FERNANDO SAVATER-EL PAÍS

  • El antiquísimo juego de la prostitución mezcla los dos deseos depredadores. Ahora el PSOE promete abolirla y, aunque nadie medianamente cuerdo cree que sea posible, se enciende una entretenida polémica

Como los instintos ayudan poco y de modo equívoco, nos jugamos la vida en los deseos. Nos desbordan porque ansiamos los instrumentos como si fuesen mil veces más gratificantes que los fines a los que sirven. Sobre todo dos: el sexo y el dinero. Un medio para reproducirse y otro para el intercambio social convertidos en absolutos arrebatadores: nos prometen tanto que olvidamos aquello para lo que a fin de cuentas fueron diseñados. El dinero se convierte en “felicidad abstracta”, según Schopenhauer: antes de gastarlo creemos que puede ser cualquier cosa, es decir, todo. ¿Y quién iba a conformarse con algo pudiendo ser dueño de todo? El sexo nos remite a un gozo en el que parece vislumbrarse el motivo triunfal de la vida: es “el infinito al alcance de un caniche”, como señaló el despiadado Céline. En la feria existencial, los deseos de numerario y placer venéreo nos zarandean del tubo de la risa a la casa del terror y viceversa.
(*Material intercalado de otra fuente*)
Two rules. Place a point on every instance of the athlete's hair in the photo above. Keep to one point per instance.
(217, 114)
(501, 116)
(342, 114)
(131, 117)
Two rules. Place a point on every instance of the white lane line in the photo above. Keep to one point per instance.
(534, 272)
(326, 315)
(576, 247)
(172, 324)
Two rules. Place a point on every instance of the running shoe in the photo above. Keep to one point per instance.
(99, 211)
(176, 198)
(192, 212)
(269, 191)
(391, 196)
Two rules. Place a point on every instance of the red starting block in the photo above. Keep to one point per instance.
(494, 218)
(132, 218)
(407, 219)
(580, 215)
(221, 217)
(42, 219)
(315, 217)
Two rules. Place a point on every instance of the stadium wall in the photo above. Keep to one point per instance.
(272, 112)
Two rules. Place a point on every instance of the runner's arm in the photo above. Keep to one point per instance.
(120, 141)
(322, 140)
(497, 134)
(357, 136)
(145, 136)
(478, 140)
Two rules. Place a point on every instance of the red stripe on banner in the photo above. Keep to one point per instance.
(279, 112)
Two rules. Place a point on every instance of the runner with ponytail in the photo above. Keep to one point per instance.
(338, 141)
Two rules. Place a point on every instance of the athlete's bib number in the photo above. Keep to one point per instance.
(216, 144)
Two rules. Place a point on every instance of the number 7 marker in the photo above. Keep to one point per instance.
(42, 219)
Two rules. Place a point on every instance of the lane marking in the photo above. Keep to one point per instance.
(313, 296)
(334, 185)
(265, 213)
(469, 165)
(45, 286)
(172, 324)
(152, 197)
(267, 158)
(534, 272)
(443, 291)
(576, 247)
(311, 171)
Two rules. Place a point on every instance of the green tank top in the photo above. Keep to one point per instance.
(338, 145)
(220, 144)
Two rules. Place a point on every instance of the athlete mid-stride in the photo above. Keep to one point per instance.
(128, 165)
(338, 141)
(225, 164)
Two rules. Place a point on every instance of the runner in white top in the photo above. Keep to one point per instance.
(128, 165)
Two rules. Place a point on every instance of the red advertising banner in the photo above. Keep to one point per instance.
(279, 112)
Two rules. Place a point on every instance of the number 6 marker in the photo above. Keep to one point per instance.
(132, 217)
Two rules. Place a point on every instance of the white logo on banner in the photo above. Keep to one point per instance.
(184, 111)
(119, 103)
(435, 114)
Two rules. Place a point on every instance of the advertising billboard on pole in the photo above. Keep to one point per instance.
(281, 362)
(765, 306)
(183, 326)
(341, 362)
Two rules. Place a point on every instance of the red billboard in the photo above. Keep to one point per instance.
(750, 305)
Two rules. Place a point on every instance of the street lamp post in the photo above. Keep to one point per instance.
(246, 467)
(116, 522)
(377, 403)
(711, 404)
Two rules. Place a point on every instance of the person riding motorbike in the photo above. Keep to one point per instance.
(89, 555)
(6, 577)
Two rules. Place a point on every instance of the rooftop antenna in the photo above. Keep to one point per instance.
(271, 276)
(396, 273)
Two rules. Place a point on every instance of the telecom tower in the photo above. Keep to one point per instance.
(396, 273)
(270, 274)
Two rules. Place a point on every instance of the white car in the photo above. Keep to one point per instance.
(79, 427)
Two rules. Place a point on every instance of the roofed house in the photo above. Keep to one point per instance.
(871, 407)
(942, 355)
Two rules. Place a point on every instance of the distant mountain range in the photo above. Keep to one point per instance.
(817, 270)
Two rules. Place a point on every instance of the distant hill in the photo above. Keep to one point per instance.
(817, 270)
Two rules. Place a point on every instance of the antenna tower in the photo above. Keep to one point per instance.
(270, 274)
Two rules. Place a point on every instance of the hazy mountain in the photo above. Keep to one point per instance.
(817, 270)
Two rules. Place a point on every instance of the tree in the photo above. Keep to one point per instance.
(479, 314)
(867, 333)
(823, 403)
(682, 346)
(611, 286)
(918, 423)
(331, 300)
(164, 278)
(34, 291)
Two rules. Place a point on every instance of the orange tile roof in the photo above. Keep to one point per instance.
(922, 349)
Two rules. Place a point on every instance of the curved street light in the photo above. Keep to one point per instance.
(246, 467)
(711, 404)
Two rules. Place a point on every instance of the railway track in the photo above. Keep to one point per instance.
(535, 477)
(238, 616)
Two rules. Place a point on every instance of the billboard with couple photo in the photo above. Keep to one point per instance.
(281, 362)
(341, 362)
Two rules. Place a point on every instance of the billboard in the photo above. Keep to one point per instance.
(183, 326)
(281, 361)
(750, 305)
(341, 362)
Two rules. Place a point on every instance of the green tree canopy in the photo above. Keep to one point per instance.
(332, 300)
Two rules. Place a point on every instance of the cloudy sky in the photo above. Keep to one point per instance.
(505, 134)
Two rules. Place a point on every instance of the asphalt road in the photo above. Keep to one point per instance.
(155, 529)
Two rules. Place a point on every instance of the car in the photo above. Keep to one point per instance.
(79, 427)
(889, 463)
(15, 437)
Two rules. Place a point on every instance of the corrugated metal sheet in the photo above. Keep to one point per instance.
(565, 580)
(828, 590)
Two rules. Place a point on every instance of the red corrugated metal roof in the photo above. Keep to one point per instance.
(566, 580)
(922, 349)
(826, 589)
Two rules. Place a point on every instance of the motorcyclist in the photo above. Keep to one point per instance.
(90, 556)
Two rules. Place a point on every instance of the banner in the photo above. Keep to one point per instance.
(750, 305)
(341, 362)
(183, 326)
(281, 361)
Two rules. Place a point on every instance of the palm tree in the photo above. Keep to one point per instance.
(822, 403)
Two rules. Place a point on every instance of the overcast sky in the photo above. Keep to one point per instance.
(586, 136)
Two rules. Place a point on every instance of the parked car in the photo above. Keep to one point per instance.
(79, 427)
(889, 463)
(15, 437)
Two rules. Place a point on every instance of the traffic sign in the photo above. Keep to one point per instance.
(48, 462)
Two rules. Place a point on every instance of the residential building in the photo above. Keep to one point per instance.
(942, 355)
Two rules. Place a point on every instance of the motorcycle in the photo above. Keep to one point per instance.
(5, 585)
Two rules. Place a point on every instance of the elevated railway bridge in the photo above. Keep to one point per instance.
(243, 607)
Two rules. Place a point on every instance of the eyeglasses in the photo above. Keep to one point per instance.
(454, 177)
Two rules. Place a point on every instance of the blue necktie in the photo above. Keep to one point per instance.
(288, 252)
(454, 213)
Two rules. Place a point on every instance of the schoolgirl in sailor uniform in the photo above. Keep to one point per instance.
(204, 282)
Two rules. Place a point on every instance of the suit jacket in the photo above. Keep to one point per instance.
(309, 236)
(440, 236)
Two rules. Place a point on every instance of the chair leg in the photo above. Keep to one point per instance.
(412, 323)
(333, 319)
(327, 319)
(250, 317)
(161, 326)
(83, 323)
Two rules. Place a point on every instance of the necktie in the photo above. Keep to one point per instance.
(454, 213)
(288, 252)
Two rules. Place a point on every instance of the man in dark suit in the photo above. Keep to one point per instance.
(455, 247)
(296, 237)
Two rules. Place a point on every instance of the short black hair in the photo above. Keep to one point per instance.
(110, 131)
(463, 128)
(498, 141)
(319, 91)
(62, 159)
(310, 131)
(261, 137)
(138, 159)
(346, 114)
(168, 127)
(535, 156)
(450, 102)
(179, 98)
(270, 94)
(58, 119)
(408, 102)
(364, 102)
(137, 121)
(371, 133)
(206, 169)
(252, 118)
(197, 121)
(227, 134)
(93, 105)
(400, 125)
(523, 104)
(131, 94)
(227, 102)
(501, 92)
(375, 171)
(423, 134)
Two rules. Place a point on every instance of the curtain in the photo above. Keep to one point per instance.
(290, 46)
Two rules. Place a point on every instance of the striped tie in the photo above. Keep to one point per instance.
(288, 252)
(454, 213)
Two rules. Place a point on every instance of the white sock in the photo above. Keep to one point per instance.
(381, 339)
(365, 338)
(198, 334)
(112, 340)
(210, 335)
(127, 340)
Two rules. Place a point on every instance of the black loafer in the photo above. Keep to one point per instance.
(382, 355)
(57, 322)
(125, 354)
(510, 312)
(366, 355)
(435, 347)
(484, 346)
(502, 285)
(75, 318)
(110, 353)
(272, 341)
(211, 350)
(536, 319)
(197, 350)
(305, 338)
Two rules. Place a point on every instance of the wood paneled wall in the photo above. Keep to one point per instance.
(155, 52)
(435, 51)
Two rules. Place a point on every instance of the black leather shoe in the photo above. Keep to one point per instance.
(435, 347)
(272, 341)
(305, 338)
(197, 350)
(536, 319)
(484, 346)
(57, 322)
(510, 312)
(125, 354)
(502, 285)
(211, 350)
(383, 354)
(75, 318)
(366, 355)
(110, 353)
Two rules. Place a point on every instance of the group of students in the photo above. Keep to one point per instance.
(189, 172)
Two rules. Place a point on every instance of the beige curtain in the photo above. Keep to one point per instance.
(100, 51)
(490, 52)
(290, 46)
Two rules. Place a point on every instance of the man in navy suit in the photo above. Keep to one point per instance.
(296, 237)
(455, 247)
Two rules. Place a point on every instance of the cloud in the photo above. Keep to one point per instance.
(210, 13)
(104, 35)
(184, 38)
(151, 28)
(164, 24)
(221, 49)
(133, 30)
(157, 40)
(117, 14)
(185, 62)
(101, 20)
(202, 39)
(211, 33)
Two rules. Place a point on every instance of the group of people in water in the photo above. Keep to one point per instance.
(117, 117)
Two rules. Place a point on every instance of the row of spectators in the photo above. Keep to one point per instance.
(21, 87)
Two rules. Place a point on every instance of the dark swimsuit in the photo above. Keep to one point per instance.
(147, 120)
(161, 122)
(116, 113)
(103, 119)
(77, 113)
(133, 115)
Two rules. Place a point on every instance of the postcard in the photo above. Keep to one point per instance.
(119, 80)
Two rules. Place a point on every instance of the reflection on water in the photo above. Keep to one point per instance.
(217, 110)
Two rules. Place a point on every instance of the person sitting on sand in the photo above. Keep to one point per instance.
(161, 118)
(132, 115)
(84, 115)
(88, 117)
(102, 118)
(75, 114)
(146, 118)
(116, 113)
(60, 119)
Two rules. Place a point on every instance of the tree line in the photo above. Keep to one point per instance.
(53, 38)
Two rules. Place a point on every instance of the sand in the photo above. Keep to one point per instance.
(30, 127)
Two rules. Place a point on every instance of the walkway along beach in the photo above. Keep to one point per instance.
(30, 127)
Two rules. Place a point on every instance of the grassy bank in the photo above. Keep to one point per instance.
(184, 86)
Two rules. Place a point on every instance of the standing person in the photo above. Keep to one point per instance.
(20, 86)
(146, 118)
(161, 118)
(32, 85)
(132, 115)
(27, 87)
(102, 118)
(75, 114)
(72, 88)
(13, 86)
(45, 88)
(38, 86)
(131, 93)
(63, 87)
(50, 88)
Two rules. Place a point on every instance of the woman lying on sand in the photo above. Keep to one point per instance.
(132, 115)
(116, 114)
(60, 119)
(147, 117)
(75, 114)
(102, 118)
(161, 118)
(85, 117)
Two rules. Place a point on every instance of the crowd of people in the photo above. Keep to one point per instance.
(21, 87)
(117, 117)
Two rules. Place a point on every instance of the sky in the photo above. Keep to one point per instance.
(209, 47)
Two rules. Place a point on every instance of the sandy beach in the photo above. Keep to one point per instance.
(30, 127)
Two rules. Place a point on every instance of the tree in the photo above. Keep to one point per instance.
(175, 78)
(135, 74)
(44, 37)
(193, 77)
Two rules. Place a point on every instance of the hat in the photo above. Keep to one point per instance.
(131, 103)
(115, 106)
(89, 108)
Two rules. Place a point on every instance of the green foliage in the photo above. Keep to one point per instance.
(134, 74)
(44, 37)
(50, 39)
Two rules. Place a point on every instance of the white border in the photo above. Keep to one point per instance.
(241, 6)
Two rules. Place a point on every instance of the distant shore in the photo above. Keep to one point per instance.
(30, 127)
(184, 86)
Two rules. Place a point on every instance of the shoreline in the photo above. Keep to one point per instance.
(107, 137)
El antiquísimo juego de la prostitución mezcla los dos deseos depredadores. Ahora el PSOE promete abolirla y, aunque nadie medianamente cuerdo cree que sea posible, se enciende una entretenida polémica. Muy pocos se oponen a castigar el proxenetismo que secuestra, extorsiona y obliga a las mujeres a prostituirse. No conozco actividad en que la ilegalidad y la inmoralidad coincidan de forma tan perfecta. Otra cosa es que se prohíba a dos adultos establecer una relación comercial de mutuo interés centrada en el alquiler de los órganos sexuales. Las objeciones éticas o estéticas de algunos (¨¡eso no es una vida digna!”) no son obligatorias para todos. Pero como en otras transacciones, los derechos de ambas partes deben ser protegidos por ley. Más allá, de la bestia codiciosa sólo redimen la generosidad y el amor.